Los besos rusos. «Hay quienes, si te pones a la altura de su boca, muerden. Hay quienes, si te pones a la altura de su boca, besan», cuenta la poeta Carmen Camacho. Los rusos, por lo menos antes, cuando iban de rojos y asustaban como diablos, eran de los que mordían. En Hondarribia, el verano pasado, escuché a una abuela lanzar este reproche a sus nietos: «Hoy estáis muy soviéticos... no me habéis dado ni un par de besos en todo el día».

Los besos golosos. No hay mayor provecho, para comensal y comido, que devorarse a besos. De los pies a la cabeza. Hace unos meses, un amigo le explicó a su hijo de diez años, tras preguntar éste varias veces sobre el tema, para qué sirve un preservativo. «Empecé con lo típico, un chico, una chica, se gustan mucho, hacen el amor, no quieren tener hijos... Estuve un buen rato hablando, le conté un montón de cosas, con todo tipo de ejemplos y hasta le enseñé un condón para que lo pudiera entender bien. Al final, cuando terminé, orgulloso de cómo lo había hecho, va el chaval y pregunta: ¿Y por qué hay preservativos de sabores?».

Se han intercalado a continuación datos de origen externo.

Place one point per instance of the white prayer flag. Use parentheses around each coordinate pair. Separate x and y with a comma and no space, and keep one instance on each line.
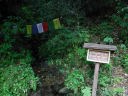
(40,28)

Los besos eternos. «En tus pechos escribí / mis mejores besos / y ahora otros labios los emborronan», canta en un bolero el poeta Ferrán Fernández. Los buenos besos, los auténticos, son indelebles. Nadie, nada, puede con ellos. Hace un par de años, en la Plaza Nueva de Bilbao, dos hermanos chiquitos jugaban a plantarse besos. Uno, los estampaba. El otro, que no estaba por la labor, se los intentaba quitar con la mano, frota que te frota, como si tuviera un estropajo. Hasta que otra cría, muy atenta al espectáculo, sentenció: «No te limpies más, para de una vez, los besos no se borran».